Wall Street brokerage Goldman Sachs has flagged a slew of concerns on the surging COVID-19 caseload that has been hitting new records everyday, coupled with the rising lockdowns, forcing it to downgrade India's GDP growth forecast for the full year to 10.5 per cent from 10.9 per cent, apart from pegging down stock indices valuation and earnings.
In a detailed note on Tuesday, Goldman Sachs' house economists led by Sunil Koul said these record number of pandemic cases and a host of key states announcing stricter lockdowns of late have fuelled serious growth concerns, leaving investors worried about the risks to macro and earnings recovery.
It revised down its 2021 real GDP growth forecast to 10.5 per cent, from 10.9 per cent previously, but it still remained above consensus. It also expects the June quarter growth to be impacted.
Accordingly, it has lowered the 2021 earnings growth forecast to 24 per cent from 27 per cent previously and expects the recovery to resume from July as restrictions normalise, vaccination pace accelerates and the global growth backdrop remains supportive.
The crisis of confidence was very clear in the equity markets, which has come under tremendous pressure and Nifty selling off 3.5 per cent on Monday alone.
The index is down 7 per cent from its year-to-date high.
Lowering the Q2 (June quarter) growth forecast without quantifying it though, the Goldman Sachs economists said they still expect all these to have only moderate impact overall as the restrictions have been targeted at specific sectors without broad spillovers so far.
On the valuation compression, they now expect only low-teen returns this year and have pencilled in a 10 per cent PE compression.
Goldman Sachs expects Nifty to reach 16,300 by December, down from the earlier forecast of 16,500, which implies only about 14 per cent upside in rupee terms.
After the record spike in infections to over 1.68 lakh a day, major states including Maharashtra, Madhya Pradesh, Delhi, Tamil Nadu and Bihar have announced stricter lockdown restrictions, which are likely to broaden out in coming weeks.
The brokerage said the containment restrictions are likely to be more targeted with hits to specific services such as food and beverages, leisure and recreation, and transport, but with limited spillovers into other sectors like construction and manufacturing.

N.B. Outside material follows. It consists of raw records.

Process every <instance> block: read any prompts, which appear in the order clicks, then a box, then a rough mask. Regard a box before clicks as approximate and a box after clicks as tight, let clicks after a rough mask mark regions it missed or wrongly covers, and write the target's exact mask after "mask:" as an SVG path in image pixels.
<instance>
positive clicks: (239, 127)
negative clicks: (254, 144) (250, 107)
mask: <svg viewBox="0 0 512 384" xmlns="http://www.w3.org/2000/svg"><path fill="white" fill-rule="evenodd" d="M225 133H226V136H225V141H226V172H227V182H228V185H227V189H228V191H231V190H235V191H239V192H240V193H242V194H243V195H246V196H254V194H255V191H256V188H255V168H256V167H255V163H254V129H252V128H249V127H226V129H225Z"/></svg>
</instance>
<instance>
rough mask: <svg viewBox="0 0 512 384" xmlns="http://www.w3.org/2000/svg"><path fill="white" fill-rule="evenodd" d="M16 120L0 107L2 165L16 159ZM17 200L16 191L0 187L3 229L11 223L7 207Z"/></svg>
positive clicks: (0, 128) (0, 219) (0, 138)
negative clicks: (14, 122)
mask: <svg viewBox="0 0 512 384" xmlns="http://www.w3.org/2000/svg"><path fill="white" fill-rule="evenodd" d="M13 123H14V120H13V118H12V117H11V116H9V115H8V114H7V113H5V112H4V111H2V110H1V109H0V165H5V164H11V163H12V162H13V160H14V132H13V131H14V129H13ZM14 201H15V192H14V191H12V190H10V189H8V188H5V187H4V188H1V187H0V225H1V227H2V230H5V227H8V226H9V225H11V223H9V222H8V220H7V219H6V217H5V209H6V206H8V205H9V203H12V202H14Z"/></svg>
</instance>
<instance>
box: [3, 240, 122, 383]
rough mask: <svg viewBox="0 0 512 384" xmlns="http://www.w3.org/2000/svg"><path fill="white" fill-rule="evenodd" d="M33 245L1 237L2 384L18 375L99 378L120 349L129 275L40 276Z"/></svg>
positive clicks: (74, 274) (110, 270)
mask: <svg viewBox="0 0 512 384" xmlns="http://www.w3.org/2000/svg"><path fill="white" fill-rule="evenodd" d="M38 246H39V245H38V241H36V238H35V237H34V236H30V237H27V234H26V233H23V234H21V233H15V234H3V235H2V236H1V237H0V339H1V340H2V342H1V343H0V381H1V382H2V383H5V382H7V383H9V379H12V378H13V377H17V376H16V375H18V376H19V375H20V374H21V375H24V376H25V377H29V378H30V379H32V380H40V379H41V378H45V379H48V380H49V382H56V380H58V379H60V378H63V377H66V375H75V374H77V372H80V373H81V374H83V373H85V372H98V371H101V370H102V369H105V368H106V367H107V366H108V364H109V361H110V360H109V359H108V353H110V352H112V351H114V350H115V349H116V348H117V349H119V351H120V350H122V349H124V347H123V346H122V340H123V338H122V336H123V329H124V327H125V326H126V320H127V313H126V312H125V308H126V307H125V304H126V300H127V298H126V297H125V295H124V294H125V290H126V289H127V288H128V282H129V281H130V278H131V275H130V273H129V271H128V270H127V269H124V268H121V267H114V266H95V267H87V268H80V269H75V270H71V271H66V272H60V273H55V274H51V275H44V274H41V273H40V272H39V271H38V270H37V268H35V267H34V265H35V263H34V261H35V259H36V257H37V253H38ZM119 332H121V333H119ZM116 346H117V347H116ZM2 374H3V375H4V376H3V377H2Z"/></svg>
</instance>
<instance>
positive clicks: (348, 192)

While these restrictions are likely to hit activity in June quarter, activity is likely to rebound sharply from July as containment policies normalise, it added.
On the impact of the lockdowns, it said while near-term risks remain if restrictions and shutdowns broaden, more downside risks can be contained if market sensitivity to lockdowns comes down.
Yet, Goldman Sachs is overweight on India and favours targeted cyclical exposure, saying it remains constructive on domestic equities.